I have to admit that I have often bought into the "exposure" concept. In fact, I have even sought out places where I offered to write for no pay, or low pay. I continue to look for places to give author presentations--often accepting the fact that there will be no re-numeration. In fact, it is widely preached that authors need to establish a platform, and to get their name out there by offering to write on other people's blogs, etc. 

So, I responded to Krieder's article on our Bay Area Travel Writers' (BATW) forum as follows, "Excellent piece and food for thought; I wish I had all of the answers.
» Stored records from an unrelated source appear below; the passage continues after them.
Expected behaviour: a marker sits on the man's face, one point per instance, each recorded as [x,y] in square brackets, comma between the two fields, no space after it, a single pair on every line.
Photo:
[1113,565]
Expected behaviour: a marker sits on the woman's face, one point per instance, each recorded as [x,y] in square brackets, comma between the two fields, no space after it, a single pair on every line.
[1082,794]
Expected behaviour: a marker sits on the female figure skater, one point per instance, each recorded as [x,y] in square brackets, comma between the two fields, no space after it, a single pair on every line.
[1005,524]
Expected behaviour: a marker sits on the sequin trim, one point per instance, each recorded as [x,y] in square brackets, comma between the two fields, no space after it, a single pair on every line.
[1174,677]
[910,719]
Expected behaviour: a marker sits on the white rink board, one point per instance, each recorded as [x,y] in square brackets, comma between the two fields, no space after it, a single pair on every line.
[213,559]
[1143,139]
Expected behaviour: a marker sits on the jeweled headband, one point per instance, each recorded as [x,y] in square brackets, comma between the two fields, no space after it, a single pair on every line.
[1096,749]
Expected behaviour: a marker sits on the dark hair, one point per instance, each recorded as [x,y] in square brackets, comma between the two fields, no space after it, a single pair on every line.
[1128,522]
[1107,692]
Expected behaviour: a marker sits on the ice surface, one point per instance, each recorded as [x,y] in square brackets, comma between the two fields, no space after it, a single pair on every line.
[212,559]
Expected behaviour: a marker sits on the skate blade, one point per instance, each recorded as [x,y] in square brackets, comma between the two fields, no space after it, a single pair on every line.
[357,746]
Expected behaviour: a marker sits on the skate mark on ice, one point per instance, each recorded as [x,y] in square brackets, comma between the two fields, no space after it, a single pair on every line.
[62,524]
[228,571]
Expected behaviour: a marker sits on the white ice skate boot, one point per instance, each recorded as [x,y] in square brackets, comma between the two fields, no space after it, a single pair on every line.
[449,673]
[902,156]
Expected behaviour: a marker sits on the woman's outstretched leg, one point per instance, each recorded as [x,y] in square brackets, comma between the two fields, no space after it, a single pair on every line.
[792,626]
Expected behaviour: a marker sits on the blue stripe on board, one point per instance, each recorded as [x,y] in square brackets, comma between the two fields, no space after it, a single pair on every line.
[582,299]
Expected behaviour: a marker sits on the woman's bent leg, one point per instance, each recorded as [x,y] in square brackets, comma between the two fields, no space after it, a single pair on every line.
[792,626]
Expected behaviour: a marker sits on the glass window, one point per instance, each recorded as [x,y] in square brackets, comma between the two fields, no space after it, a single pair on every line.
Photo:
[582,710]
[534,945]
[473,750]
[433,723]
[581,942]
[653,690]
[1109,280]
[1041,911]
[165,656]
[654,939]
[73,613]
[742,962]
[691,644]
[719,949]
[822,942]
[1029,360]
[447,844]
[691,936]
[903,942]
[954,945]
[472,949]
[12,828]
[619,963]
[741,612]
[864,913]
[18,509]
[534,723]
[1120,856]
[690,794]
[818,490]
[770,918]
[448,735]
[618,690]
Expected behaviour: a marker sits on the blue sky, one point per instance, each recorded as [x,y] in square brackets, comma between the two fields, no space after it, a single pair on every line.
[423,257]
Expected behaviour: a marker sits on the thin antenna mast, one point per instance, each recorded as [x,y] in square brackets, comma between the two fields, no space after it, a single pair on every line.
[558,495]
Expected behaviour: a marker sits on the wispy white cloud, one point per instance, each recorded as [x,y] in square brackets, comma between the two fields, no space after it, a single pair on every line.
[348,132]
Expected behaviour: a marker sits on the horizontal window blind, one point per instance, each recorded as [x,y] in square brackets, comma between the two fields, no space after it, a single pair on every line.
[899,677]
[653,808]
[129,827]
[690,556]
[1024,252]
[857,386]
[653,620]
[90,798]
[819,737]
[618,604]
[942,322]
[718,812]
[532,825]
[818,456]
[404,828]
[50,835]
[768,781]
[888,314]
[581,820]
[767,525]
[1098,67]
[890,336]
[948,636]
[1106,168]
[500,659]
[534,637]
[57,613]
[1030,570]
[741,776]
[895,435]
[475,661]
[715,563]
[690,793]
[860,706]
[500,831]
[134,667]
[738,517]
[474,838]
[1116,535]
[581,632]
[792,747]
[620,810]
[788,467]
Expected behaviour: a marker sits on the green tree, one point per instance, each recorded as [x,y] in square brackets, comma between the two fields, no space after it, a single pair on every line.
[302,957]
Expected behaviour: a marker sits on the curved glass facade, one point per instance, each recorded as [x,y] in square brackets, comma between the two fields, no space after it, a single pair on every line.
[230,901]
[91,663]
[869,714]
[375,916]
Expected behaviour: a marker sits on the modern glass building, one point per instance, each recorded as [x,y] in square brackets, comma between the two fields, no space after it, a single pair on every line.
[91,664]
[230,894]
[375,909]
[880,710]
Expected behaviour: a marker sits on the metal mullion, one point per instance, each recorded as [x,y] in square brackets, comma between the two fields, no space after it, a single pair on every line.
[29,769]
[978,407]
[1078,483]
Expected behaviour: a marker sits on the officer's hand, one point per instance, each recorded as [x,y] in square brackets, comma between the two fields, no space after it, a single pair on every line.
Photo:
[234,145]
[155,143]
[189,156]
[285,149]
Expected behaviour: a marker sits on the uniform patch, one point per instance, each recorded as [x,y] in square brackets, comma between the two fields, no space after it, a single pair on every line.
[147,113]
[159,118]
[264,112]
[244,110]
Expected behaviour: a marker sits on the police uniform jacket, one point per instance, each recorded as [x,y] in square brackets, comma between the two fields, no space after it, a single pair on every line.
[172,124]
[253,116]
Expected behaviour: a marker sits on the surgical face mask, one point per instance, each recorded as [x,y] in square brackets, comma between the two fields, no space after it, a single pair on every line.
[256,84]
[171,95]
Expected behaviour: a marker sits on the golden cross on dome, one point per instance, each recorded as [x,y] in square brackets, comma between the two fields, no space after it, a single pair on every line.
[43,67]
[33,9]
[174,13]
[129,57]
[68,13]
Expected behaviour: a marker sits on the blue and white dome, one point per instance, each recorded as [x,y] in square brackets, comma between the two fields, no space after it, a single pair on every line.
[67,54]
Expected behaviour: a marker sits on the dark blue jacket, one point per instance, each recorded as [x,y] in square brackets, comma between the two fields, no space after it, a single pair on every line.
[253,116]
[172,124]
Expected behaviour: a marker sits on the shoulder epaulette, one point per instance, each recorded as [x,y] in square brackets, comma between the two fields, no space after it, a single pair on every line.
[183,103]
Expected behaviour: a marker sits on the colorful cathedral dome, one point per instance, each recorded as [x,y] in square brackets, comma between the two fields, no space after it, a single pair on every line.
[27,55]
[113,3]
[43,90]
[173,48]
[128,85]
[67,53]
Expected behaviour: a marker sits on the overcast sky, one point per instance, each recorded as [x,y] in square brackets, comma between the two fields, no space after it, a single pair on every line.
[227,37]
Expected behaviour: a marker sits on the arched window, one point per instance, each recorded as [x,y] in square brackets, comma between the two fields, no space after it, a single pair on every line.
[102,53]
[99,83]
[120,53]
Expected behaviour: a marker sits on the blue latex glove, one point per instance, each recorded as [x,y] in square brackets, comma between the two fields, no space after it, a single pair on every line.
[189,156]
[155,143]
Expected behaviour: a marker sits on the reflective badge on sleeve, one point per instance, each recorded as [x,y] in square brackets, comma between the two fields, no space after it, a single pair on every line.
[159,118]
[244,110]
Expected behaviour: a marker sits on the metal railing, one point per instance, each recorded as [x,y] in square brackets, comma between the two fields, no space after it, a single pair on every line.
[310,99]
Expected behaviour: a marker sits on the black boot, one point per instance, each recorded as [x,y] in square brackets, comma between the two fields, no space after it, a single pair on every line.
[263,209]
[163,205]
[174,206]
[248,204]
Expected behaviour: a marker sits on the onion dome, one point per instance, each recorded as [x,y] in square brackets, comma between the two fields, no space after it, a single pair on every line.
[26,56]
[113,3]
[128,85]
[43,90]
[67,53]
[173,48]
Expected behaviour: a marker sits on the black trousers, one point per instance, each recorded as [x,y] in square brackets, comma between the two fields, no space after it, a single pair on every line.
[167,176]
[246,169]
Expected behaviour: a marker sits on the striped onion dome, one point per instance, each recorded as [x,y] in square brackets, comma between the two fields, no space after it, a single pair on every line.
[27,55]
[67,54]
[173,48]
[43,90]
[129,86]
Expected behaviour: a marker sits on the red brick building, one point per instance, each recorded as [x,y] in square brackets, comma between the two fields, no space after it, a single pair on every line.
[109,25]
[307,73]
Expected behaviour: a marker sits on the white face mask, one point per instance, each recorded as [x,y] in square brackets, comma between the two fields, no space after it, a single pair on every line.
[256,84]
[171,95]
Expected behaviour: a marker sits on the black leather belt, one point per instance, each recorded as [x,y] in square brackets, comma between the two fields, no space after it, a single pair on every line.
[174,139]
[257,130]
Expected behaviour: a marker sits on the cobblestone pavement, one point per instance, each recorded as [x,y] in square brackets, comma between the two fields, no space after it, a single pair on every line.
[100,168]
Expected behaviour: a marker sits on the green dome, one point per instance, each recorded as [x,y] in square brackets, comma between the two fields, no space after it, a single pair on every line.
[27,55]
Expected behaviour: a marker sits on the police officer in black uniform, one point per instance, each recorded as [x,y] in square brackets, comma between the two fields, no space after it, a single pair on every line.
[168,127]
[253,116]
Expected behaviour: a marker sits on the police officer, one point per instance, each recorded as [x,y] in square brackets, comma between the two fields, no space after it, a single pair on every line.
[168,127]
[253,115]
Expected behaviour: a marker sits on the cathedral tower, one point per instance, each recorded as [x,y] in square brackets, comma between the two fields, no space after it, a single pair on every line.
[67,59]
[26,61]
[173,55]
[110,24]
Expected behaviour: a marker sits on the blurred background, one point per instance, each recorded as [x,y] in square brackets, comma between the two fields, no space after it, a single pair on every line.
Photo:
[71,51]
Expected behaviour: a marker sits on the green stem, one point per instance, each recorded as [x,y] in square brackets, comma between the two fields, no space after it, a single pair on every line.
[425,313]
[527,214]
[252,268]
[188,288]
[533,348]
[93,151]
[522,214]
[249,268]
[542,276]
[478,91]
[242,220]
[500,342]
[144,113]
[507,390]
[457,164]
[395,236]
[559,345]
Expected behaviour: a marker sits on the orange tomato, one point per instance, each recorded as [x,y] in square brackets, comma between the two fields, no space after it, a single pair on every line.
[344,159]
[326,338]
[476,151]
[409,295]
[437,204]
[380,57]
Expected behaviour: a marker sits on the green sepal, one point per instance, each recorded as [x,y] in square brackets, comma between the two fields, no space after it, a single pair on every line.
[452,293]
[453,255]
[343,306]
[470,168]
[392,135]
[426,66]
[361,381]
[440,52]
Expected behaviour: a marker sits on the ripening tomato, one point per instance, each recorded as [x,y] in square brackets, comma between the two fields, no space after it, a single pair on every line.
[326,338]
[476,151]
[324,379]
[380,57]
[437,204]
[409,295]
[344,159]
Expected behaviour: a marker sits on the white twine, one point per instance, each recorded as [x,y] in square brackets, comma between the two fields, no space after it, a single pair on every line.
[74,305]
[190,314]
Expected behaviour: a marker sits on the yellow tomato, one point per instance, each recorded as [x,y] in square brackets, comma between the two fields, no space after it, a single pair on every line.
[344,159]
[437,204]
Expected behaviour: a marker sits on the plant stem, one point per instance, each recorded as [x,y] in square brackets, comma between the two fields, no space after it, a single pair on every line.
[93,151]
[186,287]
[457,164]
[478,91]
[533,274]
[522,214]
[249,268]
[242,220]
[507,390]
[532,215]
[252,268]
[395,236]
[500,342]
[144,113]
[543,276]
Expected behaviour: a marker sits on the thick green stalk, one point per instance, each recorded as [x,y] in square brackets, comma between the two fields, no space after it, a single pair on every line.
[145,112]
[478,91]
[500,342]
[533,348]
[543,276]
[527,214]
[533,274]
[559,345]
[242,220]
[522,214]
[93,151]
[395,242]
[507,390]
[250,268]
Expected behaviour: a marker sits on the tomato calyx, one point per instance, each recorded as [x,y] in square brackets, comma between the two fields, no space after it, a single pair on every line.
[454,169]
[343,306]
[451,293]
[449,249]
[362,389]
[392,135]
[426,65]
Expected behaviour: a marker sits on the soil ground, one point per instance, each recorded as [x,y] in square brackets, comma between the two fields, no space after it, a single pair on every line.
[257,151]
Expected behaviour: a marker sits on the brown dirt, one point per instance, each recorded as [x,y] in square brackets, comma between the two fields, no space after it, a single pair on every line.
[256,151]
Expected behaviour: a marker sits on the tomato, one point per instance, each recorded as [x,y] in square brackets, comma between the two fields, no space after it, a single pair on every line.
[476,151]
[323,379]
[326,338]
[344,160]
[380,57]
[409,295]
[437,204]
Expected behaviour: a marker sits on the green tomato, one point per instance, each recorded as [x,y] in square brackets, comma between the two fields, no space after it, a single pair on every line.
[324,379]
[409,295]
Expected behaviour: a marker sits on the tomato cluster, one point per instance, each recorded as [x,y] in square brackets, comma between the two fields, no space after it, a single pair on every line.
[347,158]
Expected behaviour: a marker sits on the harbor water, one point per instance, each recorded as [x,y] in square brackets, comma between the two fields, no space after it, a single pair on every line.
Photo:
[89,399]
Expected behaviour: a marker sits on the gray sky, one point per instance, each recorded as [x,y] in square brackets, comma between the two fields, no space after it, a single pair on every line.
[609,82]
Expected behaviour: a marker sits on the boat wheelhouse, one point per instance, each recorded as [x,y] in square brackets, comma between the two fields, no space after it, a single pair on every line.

I also agree with Diane [LeBow] that we often get non-monetary rewards in the form of press trips, etc. I go back and forth on this--I often write for a pittance ( and give talks for free, but keeping my name out there sells books that do make $$ [not a living, however!]."

Will exceptional writers disappear? I hope not--there's such great pleasure in finding an author whose beautiful prose bears re-reading and letting us savor those moments. Clearly, the level of writing that appears in print and online varies enormously in terms of quality. Unfortunately, there are many readers and consumers who don't know, or don't care, what quality is--they are happy with quantity. The buzzword is "content."

It's easy to say that writers have to move with the times, but writing is not like manufacturing buggy whips--it's not obsolete. Writing that can inform (not just rehash and regurgitate), raise our consciousness, and move us is essential in our cluttered world--how do we keep deep thinkers and wordsmiths alive?

Short of writers uniting--which I don't think will happen any time soon, what's the answer?  

Happy trails,
Susan "backpack45"  Alcorn



jules older said...

"I often write for a pittance ( and give talks for free, but keeping my name out there sells books that do make $$ [not a living, however!]."

There may be a connection between writing for a pittance and not making a living.

backpack45 said...

I agree, Jules, and I understand how hard it is for established writers to work around this. For me, writing is an integral part of my life and I write about what I enjoy, and know. I read once that money, sex, health, and controversy are the topics that sell. Unfortunately, backpacking is a harder sell.